Friday, December 22, 2006

Christmas card slackers

Published in The Long Island Advance
December 21, 2006

Well, here it is, just a week away from Christmas and I have yet to write or send a card. Last year I was so much better organized and very excited that I found Christmas labels in Staples. I was able to go to the website listed on the package, download their label program and print out beautiful seasonal labels for my cards. And this year, unless a miracle happens the cards are not going to make it out of my house.

Back in October while walking through Macy’s, I began to wonder how we got into the habit of decorating for Christmas before Halloween had actually happened. Yes, it was the week before Halloween and Macy’s not only had the beginnings of Christmas decorations hung, they were lit too! In retrospect I should have gone home that very day and written out my Christmas cards. I could then have mailed them a few days after Thanksgiving and would not be sitting here, thinking and writing about them now.

I like sending Christmas cards. There are people who say, “Why send cards to people you never see?” Those are the people I like to send cards to the most. It’s this one, tenuous connection to others that may only happen once a year, but at least it happens. Writing out the cards gives me the opportunity to think back to all these people and remember what they mean to me. There’s my friend Cathy in Florida, who I worked with in the old Loft’s Candy Store on Main Street when I was in high school, or old friends of my parent’s who made it from their Christmas card list, to mine and who although I rarely, if ever see, remember with great fondness. I get to think about all of them, even if it’s only one time a year while writing out their Christmas card.

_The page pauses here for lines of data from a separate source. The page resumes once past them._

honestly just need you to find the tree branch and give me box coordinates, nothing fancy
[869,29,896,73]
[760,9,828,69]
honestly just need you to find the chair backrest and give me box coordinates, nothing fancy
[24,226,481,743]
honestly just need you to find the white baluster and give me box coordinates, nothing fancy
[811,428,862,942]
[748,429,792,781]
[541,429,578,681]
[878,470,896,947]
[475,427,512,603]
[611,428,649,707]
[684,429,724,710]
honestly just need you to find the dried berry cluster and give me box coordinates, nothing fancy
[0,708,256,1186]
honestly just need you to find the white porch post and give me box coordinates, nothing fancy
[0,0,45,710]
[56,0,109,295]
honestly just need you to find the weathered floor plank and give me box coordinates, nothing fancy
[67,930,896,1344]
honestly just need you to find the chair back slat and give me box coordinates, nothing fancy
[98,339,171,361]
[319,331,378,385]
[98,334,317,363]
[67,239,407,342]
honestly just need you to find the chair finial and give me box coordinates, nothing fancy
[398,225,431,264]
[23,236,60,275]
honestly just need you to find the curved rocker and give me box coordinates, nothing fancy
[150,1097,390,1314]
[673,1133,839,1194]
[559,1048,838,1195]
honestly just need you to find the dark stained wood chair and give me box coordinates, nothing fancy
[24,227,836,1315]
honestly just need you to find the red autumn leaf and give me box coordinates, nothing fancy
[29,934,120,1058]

And this year I’m being a slacker. I have no idea how we went from September to December without my noticing it. Not only do I have the cards, the labels are printed and the stamps have been purchased and yet I have resigned myself to the fact that they’re not getting into the mail this year. In my old life I would have felt guilty for weeks about this, in my new one I’ve given myself permission not too.

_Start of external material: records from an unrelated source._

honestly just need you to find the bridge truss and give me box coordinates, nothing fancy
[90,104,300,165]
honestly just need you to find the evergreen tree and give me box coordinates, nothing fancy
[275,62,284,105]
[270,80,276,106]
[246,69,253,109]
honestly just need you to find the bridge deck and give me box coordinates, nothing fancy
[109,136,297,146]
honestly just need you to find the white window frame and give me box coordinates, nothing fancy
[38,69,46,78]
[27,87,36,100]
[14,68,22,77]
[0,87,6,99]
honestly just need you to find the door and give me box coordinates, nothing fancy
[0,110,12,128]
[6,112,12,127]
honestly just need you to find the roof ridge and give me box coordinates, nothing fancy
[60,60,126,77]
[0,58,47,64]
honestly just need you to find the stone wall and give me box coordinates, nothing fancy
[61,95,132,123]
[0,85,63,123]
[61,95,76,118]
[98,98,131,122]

My little 4’ Martha Stewart, pre-lit Christmas tree is decorated and sits in front of my bedroom window…with all the bags of Christmas gifts, still unwrapped and strewn around it. I have not baked one cookie or made one chocolate covered pretzel and the Gingerbread tree kit that I bought a few weeks back, is still in the box. I have yet to finish shopping, am not really sure what’s going to be on the menu for Christmas Eve dinner and have no idea what I’ll be wearing.

Here are the things I do know. I know the shopping will get finished, the presents will get wrapped, and we won’t suffer for lack of cookies or chocolate covered pretzels when we can go out and buy them. Between my mother and I, we’ll figure out what’s for Christmas Eve dinner and I’ll be able to pull something from my closet to wear, even if it’s a sweater with snowmen all over it. And, most importantly, the world will not end for my friends and family if they even realize that Susan did not send them a Christmas card this year.

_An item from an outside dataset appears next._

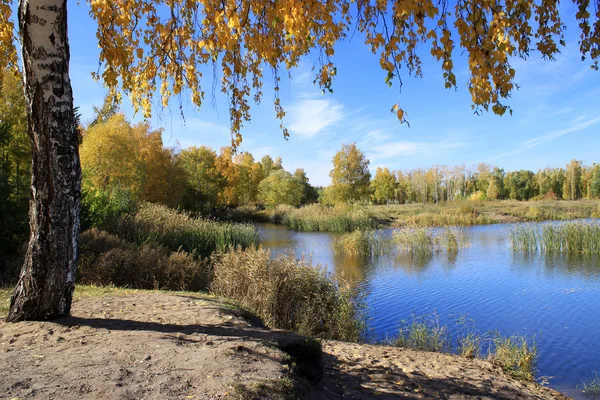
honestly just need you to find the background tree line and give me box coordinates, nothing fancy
[78,97,320,225]
[326,143,600,205]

In my head though, I’m drafting a New Year’s letter. Possibly it might say something like, “Happy New Year! During the time leading up to Christmas I was researching 17th-century witch trials in England and how they related to the play Vinegar Tom, by Caryl Churchill. Now that that part of my life is over and has been turned in, I can dig out my Christmas cards and get an early start for 2007.”

So, for this holiday season I’ll take a breath and wish you all a happy one. Be it Christmas, Hanukkah or any other celebration, enjoy, be well, have a safe and Happy New Year and for those who are like me, learn how not to sweat the small stuff all the time. I’m going to start practicing that soon, right after I get out the cards I want to start writing for next year.